Some people have first encountered identity theft through
appropriation of their email
address or instant messaging service name, with a spammer
for example using a name that appears on the web (on a
personal or corporate site or in a web newsgroup archive)
as a false identity in messages to people across the globe.
That theft is of concern because most of the online population
has yet to recognise that email addresses are readily
forged and thus assume
that the owner of a stolen address has either authorised
the message or has failed to maintain effective anti-virus
protection and thereby allowed a spammer to propagate
messages from a 'zombie' machine.
Appropriation of an address or online name is also of
concern because it may result in blockage of legitimate
communications from the owner of that name, in some instances
forcing the unfortunate owner to acquire a new name. Some
observers have criticised vigilante online spam filters
for simply blocking names without proper investigation.
Name appropriation is not restricted to email addresses.
Contacts in China have lamented that their online names
in messaging services such as QQ and their avatars in
gaming or other social
networking spaces have been stolen, typically through
surveillance while using a cybercafe.
That theft poisons their online identity - the owner typically
abandons the name/avatar - and can imperil online relationships.
joe jobs
One of the more obscure forms of online identity theft
is an update of traditional political, personal or corporate
smears, which saw an opponent disseminate a letter or
statement supposedly authored by an entity to be discredited.
Such communications in paper formats included fictitious
acknowledgements of sexual or financial impropriety (eg
US presidential candidates 'confessing' to children out
of wedlock or across the colour barrier), endorsement
of unpopular causes such as the Communist Party or fake
attacks on popular causes. They have been characterised
as 'identity pollution' or as 'joe jobs'.

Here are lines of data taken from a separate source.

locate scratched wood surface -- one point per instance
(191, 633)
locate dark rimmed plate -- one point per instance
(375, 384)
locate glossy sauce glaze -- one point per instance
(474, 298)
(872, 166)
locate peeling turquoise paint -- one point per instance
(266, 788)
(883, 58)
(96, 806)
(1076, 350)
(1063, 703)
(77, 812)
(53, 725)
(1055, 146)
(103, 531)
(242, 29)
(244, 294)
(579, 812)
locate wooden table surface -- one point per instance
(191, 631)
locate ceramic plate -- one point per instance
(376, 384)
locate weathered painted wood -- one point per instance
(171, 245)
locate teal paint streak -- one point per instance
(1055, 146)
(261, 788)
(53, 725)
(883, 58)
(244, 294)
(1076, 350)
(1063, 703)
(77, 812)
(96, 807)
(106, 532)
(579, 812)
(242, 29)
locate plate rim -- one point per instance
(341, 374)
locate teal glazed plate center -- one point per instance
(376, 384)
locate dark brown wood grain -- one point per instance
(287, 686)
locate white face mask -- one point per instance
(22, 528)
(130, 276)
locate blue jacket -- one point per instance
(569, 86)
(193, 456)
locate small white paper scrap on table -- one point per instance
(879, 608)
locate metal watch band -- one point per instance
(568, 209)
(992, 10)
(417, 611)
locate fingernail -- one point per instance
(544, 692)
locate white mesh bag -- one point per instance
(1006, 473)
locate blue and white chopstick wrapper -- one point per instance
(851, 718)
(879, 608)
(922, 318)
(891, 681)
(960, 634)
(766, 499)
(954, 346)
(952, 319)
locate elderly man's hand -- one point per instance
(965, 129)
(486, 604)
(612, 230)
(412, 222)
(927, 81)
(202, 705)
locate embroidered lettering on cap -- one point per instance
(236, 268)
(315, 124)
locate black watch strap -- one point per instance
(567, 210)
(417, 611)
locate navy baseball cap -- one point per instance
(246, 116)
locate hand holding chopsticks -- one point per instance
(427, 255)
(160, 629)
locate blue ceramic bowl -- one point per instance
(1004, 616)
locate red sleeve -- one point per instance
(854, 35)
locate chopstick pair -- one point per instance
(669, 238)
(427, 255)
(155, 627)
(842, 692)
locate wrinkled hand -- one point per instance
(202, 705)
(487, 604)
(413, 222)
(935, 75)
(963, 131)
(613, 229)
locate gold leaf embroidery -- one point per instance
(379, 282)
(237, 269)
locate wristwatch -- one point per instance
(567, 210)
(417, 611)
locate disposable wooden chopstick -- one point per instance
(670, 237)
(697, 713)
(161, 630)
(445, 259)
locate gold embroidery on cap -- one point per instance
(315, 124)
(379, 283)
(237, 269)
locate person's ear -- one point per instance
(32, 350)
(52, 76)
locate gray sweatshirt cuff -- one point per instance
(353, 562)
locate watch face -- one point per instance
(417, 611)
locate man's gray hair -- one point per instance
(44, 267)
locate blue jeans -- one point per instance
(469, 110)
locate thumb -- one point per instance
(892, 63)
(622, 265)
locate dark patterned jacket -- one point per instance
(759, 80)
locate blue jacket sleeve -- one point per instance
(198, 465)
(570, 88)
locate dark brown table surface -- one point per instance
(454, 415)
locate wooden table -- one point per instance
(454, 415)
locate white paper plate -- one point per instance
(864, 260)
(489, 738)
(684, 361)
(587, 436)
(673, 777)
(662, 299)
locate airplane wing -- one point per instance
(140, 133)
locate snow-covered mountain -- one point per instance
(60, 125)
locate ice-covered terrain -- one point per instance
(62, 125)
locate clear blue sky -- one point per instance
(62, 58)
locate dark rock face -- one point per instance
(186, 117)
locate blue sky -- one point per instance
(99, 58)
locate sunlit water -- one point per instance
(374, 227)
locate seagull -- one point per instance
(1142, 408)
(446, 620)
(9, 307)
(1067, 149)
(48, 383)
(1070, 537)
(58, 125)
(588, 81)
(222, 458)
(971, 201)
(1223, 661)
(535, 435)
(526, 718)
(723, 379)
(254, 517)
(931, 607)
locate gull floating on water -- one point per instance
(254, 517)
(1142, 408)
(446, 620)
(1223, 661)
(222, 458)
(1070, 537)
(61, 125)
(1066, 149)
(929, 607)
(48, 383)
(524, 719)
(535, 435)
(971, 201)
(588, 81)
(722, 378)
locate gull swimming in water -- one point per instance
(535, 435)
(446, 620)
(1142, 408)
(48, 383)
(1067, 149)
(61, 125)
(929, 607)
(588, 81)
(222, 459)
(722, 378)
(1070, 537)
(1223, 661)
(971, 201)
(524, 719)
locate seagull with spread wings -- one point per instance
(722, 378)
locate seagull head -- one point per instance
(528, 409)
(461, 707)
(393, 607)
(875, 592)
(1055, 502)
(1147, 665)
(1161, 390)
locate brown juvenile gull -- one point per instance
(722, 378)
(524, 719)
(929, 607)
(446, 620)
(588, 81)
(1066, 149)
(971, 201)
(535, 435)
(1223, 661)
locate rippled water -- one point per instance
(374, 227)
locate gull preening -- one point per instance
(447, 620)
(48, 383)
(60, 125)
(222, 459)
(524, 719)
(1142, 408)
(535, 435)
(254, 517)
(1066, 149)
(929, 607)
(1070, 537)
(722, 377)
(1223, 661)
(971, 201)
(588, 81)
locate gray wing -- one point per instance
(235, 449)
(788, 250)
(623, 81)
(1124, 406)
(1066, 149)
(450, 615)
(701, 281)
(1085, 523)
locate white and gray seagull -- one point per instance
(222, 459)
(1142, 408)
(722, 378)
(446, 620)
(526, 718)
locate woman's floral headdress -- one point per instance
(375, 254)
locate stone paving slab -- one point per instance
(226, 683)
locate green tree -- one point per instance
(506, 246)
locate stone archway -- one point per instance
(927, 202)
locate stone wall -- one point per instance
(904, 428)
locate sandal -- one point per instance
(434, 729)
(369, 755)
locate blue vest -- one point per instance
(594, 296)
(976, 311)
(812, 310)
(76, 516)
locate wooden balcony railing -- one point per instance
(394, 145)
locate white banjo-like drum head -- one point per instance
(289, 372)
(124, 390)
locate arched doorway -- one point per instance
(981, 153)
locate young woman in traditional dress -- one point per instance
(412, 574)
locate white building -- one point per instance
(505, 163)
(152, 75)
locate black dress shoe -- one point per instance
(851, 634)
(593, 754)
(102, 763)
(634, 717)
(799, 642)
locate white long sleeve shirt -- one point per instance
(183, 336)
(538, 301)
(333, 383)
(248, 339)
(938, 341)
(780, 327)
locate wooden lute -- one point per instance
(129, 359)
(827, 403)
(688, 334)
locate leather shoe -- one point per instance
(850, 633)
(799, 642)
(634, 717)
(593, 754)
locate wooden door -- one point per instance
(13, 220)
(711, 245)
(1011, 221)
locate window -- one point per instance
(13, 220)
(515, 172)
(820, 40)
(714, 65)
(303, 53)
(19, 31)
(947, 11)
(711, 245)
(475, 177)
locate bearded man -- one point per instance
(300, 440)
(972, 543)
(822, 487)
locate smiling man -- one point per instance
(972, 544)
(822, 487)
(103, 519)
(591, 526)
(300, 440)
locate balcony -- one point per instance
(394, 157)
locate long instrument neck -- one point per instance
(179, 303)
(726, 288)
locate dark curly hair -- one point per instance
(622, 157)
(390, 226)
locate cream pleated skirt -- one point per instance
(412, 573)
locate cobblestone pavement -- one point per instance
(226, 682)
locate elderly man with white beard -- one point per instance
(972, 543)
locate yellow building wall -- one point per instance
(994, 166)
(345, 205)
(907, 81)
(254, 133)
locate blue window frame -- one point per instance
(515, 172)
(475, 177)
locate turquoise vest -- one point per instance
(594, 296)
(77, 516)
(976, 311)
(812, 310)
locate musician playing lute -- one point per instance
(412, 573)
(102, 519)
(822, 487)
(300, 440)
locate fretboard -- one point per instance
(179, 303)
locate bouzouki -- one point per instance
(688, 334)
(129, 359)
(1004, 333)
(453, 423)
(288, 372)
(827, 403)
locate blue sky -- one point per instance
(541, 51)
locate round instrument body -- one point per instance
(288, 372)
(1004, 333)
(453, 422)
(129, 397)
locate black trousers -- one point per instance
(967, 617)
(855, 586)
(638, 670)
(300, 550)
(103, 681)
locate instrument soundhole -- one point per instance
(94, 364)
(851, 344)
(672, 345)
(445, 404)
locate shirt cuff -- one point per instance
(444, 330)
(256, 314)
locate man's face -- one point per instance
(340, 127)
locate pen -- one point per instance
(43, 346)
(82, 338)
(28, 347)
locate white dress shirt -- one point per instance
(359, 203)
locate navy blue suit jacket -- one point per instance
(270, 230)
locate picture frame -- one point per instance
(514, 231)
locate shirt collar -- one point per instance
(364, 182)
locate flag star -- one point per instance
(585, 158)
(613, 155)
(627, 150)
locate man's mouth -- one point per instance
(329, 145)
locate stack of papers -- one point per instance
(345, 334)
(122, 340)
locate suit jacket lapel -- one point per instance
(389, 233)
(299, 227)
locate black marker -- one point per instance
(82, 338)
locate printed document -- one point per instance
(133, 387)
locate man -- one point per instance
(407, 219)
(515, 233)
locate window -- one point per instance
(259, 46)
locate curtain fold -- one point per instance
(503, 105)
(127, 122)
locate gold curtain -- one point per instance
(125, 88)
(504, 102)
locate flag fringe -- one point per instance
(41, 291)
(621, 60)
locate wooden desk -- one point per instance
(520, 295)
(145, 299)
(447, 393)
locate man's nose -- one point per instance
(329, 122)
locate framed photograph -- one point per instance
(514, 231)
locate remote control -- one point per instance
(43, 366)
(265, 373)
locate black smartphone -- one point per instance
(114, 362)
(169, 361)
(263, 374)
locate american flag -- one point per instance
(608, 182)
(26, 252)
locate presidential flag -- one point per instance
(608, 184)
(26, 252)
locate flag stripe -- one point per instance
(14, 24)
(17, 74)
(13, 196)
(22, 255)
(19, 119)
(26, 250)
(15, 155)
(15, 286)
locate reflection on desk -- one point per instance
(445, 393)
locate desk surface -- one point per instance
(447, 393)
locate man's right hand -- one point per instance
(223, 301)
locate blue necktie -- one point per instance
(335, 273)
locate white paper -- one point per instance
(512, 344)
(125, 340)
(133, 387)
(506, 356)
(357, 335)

In the online environment 'joe jobs' as part of the digital
intifada or US 'culture wars' have included email messages
that purport to come from figures such as Noam Chomsky,
Hillary Clinton and Arial Sharon or from entities such
as the Israeli government, Procter & Gamble, the ACLU
or World Bank. In 2005 a fake media release outing
Scottish Executive minister Malcolm Chisholm (supposedly
announcing that he wanted to end "speculation"
about his sexuality and that he was "gay and in love")
was emailed to the media.
The intention of such forgeries is generally to gain media
attention (eg encourage journalists to report a "widely
circulated rumour"), erode a reputation,
reinforce negative perceptions of the subject and provoke
email responses (eg counter messages that flood the real
inbox or result in blacklisting of messages from the owner
of the name).
responses
Responses to email forgery have taken several forms, depending
on the expertise of stakeholders and the type of forgery.
Those responses include -
- acceptance
- scepticism
- prohibition
- a
search for technological solutions
As
noted above, it is clear that many recipients of email
accept the genuineness of illicit messages, whether because
they lack a frame of reference for determining authenticity
or because the content of a message caters to their preconceptions.
Uncritical acceptance of fake texts (and attachments)
and message identifiers is likely to decline slowly in
coming years but many people will presumably trust the
message - or blame the supposed sender - unless there
is something clearly very wrong with the email.
Other recipients are more sceptical, whether by nature
or through awareness of some of the more egregious abuses.
They will tend to seek confirmation of statements in the
body of email and attachments, in some instances actively
drawing attention to particular joe jobs and other frauds.
Others will simply commiserate with those whose email
address has been hijacked and whose good name is being
eroded.
Governments have tended not to specifically prohibit email
forgery, usually considered to be adequately addressed
through the statute and common law highlighted in later
pages of this note.
The main exception has been specific provisions in some
spam and online censorship enactments, for example criminalisation
of email address forgery in the US under the CAN SPAM
Act and restrictions under the Australian Spam
Act 2003. In discussing
the US spam regulation regime we have noted cases such
as the 2004 conviction in Virginia of Jeremy Jaynes for
sending spam with forged headers via servers located in
that state.
primers
For the technically inclined there is a valuable introduction
at StopSpam
regarding address forgery.
The messaging profile elsewhere
on this site features pointers to works on the mechanics
of email and webmail.
next page
(forensics)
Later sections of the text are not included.